Lamar Taylor, chairman of the Executive Committee Civil Rights Hall of Fame, expressed gratitude for Mayor Karen Freeman-Wilson’s support for the Civil Rights Hall of Fame initiative and her willingness to spearhead the anniversary. He also noted that the election of Hatcher five decades ago helped launch the careers of other African-American mayors in other cities.

“Because of what we did in Gary, several years later, the people in Newark, Detroit, Atlanta, and Chicago were able to do the same.” Taylor said it was that same spirit that helped paved the way for Barak Obama to become the nation’s first Black president.

During Tuesday’s press conference where members of the host committee joined Freeman-Wilson, several people talked about Hatcher’s commitment to the city of Gary and to Black America.

Hatcher, a five-term mayor, is recognized not only for his contributions locally, but has been equally recognized for the role he played in national politics.

Freeman-Wilson remembers when she was seven years old listening to the returns on election night and how elated her parents were that Hatcher won. She recalled that in later years, when trying to decide what college to attend, Hatcher offered her advice that helped her choose Harvard over the GM Institute (now Kettering University) in Flint, MI.

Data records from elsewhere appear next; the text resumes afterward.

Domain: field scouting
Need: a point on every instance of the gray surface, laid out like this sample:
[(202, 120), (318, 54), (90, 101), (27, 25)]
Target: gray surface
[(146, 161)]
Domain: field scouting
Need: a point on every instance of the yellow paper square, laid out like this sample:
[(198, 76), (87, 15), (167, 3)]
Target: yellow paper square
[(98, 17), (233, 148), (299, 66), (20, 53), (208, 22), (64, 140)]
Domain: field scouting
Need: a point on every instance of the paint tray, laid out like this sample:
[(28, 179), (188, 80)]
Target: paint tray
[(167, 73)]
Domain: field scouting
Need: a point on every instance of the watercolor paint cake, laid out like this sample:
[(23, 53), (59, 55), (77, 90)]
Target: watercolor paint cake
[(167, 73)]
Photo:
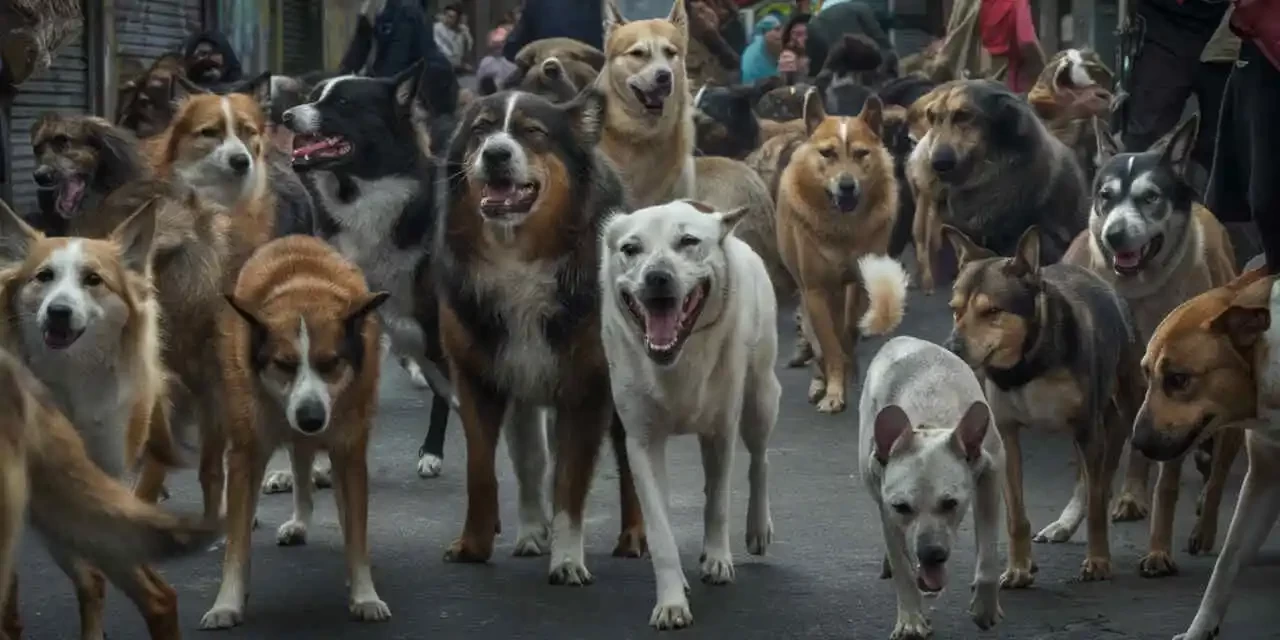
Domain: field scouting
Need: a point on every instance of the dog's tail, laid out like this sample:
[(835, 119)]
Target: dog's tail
[(886, 283)]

“Clearly, he has not only been a major figure on the national stage, but has also played a pivotal role in the lives of the citizens of Gary,” said Freeman-Wilson.

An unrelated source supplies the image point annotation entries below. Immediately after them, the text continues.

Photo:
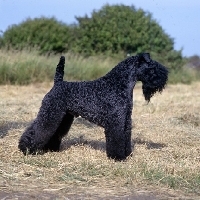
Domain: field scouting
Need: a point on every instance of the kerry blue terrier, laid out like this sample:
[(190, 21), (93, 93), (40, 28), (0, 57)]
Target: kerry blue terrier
[(107, 101)]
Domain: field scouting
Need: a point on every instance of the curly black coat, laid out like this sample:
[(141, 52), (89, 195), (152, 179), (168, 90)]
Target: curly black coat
[(107, 102)]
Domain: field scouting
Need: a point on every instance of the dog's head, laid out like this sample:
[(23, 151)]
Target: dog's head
[(153, 75)]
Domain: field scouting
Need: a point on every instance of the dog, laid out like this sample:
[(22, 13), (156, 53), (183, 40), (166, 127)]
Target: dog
[(106, 101)]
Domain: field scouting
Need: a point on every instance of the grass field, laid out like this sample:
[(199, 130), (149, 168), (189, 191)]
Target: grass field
[(165, 161)]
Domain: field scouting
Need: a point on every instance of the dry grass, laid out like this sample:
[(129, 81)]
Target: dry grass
[(165, 162)]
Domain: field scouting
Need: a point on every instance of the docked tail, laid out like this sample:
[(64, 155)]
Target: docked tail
[(60, 70)]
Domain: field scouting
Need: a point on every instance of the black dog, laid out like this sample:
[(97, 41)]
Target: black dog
[(107, 101)]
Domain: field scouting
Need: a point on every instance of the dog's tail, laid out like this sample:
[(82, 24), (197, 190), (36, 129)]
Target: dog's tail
[(60, 70)]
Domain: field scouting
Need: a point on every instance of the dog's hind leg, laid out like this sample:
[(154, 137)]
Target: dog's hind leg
[(55, 141), (115, 141)]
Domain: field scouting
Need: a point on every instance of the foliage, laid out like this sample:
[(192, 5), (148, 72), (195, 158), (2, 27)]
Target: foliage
[(43, 33), (116, 31)]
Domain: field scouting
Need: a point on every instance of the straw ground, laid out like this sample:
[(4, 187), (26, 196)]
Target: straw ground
[(165, 163)]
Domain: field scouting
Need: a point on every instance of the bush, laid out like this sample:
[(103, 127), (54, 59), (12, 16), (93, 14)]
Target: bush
[(45, 34)]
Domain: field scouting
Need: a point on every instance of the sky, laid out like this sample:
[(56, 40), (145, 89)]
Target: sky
[(180, 19)]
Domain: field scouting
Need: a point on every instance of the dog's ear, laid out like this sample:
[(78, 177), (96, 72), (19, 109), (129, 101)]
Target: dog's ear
[(144, 57)]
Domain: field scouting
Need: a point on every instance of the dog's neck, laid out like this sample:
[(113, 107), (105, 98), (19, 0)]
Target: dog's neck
[(121, 74)]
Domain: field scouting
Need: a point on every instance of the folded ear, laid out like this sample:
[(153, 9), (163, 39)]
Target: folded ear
[(144, 57)]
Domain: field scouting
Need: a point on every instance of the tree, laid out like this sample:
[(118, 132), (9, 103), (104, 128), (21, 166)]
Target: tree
[(123, 29)]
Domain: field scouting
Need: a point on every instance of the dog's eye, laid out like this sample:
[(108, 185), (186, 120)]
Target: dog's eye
[(151, 71)]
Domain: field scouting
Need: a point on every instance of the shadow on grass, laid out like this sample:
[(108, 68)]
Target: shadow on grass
[(99, 145)]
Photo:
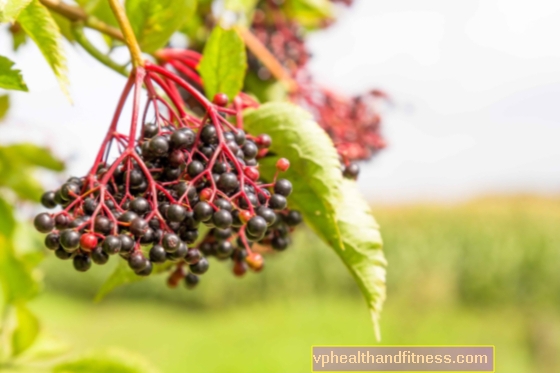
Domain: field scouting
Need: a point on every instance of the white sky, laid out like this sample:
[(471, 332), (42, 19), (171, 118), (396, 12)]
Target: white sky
[(476, 87)]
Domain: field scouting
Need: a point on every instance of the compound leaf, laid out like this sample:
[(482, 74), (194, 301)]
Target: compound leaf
[(223, 63), (10, 78), (330, 205), (41, 27), (154, 22)]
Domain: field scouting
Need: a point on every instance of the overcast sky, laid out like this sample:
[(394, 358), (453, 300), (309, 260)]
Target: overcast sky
[(476, 86)]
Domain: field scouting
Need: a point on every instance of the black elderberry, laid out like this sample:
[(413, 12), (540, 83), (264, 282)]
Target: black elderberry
[(150, 130), (158, 254), (224, 249), (250, 150), (283, 187), (112, 244), (159, 146), (137, 261), (138, 227), (200, 267), (171, 242), (147, 270), (293, 218), (44, 223), (277, 202), (82, 262), (62, 254), (99, 256), (223, 204), (176, 213), (203, 211), (222, 219), (189, 236), (279, 243), (228, 182), (48, 200), (148, 237), (61, 221), (209, 135), (52, 241), (140, 205), (191, 280), (70, 240), (221, 234), (256, 226), (351, 171), (102, 224), (195, 168)]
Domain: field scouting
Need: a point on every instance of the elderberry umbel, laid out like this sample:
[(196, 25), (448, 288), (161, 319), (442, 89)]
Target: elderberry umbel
[(152, 188)]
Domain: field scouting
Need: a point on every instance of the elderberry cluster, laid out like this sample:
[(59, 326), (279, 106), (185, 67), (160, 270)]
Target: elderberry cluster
[(148, 206)]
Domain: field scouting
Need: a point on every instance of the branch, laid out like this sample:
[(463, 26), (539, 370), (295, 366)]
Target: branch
[(75, 14), (267, 58)]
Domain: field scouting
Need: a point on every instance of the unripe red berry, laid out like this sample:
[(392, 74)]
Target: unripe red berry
[(282, 164), (252, 173), (255, 261), (88, 242), (221, 99)]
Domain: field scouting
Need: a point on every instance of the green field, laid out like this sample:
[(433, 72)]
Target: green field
[(485, 272)]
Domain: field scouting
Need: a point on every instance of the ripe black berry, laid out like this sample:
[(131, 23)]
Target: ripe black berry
[(44, 223), (47, 200), (256, 226), (267, 214), (222, 219), (137, 261), (99, 256), (176, 213), (283, 187), (158, 254), (228, 182), (112, 244), (195, 168), (171, 242), (277, 202), (191, 280), (70, 240), (52, 241), (293, 218), (200, 267), (159, 146), (209, 135), (82, 262), (203, 211)]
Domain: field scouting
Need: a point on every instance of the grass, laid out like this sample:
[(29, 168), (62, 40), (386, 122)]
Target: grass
[(484, 272)]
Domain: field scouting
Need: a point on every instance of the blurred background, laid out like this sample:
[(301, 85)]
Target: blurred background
[(467, 196)]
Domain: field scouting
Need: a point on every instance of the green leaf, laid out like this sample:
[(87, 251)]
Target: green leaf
[(106, 362), (309, 13), (33, 155), (16, 278), (10, 78), (330, 205), (26, 331), (4, 105), (154, 22), (7, 221), (223, 63), (10, 9), (41, 27)]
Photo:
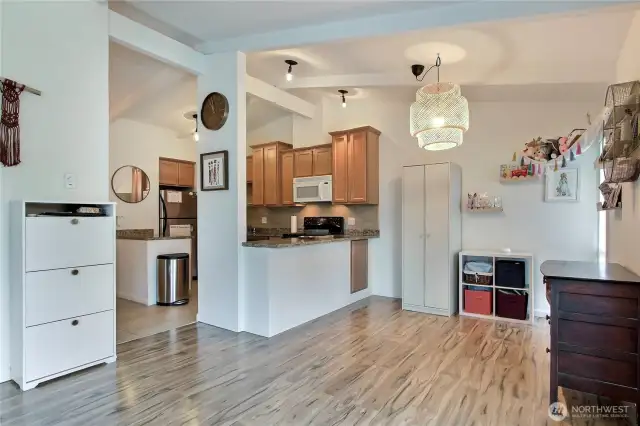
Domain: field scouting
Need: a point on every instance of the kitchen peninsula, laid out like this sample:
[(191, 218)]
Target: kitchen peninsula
[(290, 281)]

Councilwoman Ragen Hatcher was born toward the end of her father’s third term as mayor. As she grew up, Ragen was not of aware of her father’s stature on the local and national scene.

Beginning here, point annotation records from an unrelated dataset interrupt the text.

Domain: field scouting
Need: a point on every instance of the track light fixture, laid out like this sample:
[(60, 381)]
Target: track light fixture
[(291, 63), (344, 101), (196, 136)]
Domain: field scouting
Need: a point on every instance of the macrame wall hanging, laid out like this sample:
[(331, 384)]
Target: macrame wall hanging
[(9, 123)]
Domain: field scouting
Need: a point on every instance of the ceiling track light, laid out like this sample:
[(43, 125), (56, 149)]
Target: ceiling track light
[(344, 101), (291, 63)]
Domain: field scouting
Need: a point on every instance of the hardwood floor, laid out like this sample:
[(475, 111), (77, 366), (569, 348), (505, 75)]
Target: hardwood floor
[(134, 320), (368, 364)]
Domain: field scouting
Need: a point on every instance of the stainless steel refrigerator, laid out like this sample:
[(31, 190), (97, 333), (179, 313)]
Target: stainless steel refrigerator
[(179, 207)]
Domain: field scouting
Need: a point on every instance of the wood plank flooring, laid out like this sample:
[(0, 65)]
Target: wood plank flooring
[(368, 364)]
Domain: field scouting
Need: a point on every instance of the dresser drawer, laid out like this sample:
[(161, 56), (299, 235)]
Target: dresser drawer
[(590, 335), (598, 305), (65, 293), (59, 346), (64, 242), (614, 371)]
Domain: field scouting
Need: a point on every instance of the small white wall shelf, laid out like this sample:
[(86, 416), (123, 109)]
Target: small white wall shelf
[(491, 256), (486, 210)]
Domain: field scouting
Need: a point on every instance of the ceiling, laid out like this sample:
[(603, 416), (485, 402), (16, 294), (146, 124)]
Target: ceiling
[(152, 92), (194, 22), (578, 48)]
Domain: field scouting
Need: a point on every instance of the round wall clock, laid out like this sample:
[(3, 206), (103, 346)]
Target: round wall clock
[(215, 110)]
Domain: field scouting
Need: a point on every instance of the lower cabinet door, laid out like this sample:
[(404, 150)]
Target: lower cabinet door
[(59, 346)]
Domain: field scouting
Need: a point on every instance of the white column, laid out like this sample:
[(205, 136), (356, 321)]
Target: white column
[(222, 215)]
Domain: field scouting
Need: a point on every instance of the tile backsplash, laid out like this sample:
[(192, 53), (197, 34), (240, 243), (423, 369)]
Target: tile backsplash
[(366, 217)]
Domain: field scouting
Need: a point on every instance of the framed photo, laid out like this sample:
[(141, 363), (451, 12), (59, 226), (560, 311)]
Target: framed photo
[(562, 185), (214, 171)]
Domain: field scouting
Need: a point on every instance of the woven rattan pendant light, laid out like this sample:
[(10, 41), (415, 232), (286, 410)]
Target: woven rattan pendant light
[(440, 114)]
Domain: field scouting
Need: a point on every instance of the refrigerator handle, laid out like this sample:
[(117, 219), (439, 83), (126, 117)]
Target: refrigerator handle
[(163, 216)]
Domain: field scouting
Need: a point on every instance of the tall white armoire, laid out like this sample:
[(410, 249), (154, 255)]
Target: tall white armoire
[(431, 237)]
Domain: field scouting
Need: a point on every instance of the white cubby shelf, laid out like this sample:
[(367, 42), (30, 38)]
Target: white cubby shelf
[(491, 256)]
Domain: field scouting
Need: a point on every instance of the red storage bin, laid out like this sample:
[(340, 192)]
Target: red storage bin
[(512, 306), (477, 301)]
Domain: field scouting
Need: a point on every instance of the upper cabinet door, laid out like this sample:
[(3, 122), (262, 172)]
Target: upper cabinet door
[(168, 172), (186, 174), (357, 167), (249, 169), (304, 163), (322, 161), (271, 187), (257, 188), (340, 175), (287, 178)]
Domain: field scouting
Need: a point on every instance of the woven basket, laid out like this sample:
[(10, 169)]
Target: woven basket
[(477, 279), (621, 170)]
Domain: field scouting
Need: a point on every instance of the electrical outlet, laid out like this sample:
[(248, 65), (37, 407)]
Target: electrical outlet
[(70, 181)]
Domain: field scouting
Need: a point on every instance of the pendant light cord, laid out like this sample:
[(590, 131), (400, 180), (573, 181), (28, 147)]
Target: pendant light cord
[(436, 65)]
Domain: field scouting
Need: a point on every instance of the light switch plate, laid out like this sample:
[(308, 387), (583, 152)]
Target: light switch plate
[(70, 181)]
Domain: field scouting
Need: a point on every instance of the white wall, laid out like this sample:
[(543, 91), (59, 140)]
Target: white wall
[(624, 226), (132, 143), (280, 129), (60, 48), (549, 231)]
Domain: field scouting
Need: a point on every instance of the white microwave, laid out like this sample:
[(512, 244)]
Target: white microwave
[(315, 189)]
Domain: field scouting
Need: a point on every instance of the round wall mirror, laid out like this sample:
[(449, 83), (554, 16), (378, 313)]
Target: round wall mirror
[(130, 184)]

“He was just dad to my sister and I. It wasn’t until around the time I was in middle school that I became aware of what he did and the importance of his job.”

Ragen said that many of the political and national African-American leaders have indicated that they will be attending the 50th anniversary celebration.

A close associate of Rev. Jesse L. Jackson, Hatcher is a founding member of Operation PUSH and served as campaign manager for Jackson’s first presidential run in 1984.

Rev. Dr. Janette C. Wilson, senior advisor to Jackson, applauded Hatcher for “his unbroken record in the struggle for human rights.”

In addition to the November celebration, Hatcher will be honored on Saturday, July 15 at the weekly meeting of Rainbow PUSH.